Hence, Google Meet Captions. The code is in gmeetcaptions/. Drag the button to your bookmarks bar. Join a Meet. Turn on captions. Click it.

You get a tiny panel with two buttons: Copy and Start Recording.

The bookmarklet writes this kind of Markdown:

# Meeting title

- **Meeting code**: abc-defg-hij
- **Started**: 5/15/2026, 8:00:00 AM
- **Participants**: Alice, Bob, Carol

---

## Alice [0:12]

Good morning everyone.

## Bob [0:18]

Let's get started with the agenda.

That’s it. No server. No extension. No login. No API. Just a bookmarklet page, a script, and local browser APIs.


BUT: Google Meet captions are live and unstable.

A sentence may appear as:

mic, so,

Then a second later become:

mic, So that's a new person. Okay.

Then become:

mic, So that's a new person. Okay. Hey. oh, but,

If I simply append every change, the transcript becomes garbage. So the bookmarklet keeps updating the active speaker turn until it becomes stable.
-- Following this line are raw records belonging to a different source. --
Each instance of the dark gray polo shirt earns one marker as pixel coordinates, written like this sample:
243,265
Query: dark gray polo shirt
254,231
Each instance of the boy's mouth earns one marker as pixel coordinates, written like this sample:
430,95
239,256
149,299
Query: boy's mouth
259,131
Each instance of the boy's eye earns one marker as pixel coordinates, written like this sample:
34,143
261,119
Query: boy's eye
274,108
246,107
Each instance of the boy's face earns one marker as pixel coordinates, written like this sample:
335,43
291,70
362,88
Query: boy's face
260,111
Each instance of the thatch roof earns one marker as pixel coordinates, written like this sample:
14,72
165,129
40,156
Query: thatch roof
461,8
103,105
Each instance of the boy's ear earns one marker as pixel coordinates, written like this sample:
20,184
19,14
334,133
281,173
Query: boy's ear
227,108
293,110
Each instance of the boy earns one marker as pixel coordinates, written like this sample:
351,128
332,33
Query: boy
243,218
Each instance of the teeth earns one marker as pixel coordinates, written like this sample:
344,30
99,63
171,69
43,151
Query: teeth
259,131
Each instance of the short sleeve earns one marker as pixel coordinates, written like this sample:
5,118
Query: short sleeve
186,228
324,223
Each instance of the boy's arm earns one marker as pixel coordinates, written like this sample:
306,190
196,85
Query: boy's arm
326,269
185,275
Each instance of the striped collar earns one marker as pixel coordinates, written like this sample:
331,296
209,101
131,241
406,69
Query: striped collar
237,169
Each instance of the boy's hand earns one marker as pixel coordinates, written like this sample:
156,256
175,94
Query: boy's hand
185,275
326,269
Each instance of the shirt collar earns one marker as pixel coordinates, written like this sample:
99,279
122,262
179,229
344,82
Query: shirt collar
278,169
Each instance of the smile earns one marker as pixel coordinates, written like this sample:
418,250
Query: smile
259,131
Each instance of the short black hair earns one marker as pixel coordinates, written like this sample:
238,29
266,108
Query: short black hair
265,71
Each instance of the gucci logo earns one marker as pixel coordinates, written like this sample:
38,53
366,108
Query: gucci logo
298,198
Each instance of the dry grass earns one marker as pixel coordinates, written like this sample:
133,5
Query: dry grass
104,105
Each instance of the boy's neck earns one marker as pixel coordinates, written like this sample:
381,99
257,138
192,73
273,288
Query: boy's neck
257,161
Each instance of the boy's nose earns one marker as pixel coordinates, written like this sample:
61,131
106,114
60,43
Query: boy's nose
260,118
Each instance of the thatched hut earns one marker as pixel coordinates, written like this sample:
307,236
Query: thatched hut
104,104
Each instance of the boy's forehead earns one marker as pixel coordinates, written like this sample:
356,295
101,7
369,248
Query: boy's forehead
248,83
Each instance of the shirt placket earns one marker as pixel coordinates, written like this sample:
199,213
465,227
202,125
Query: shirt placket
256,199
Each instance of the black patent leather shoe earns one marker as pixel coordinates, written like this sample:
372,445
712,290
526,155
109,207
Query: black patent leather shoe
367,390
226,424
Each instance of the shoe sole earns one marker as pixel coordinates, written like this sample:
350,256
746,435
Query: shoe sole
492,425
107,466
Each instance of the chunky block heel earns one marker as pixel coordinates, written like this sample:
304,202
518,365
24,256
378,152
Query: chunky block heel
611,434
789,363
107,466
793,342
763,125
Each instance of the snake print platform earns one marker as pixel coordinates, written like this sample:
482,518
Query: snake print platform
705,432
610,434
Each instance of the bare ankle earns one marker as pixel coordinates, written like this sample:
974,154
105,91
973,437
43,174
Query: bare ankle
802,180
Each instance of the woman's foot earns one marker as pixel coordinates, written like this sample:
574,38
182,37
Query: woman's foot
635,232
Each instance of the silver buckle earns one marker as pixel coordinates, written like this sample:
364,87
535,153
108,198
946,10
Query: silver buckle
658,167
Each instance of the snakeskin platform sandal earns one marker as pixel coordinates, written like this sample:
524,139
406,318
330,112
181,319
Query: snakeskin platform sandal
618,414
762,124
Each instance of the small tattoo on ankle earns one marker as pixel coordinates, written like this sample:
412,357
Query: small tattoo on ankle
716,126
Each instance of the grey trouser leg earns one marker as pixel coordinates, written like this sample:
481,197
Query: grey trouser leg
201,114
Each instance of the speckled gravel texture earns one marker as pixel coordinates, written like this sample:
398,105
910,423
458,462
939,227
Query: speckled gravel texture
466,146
The implementation uses a MutationObserver plus a one-second polling fallback. After four unchanged polls, it treats the turn as final.

The tests are in gmeetcaptions.test.js, using an anonymized fixture at __fixtures__/captions-anonymized.html.


BUT #2: Google Meet’s DOM is not a public API. Class names like .nMcdL, .NWpY1d, and .ygicle can vanish overnight.

So the scraper first tries semantic and structural selectors:

  • [role="region"][aria-label="Captions"] for the captions region
  • img[data-iml] and googleusercontent.com avatars to identify caption items
  • the first <span> as the speaker
  • the last non-image <div> as the caption text

Only then does it fall back to obfuscated class names. That selector strategy is documented in the README.

Boring, but also the difference between “worked once” and “might work tomorrow.”


The weirdest was Chrome writing to a .md.crswap file while recording. The file appears unfinished until I click Stop Recording. Then Chrome finalizes it.

This is good, actually. It means the browser is safely streaming to a local file via the File System Access API. But it also means: stop the recorder before trusting the file!

I captured these bugs and prompts in prompts.md, because future-me will forget. Future-agent, too.


Why bother? Because transcripts are not the output. They are raw material.

Once a meeting is Markdown, I can ask agents to extract decisions, questions, follow-ups, contradictions, reusable prompts, and blog ideas. I can diff it. Search it. Commit it. Feed it to another workflow.

Meetings now become the “context” in context engineering!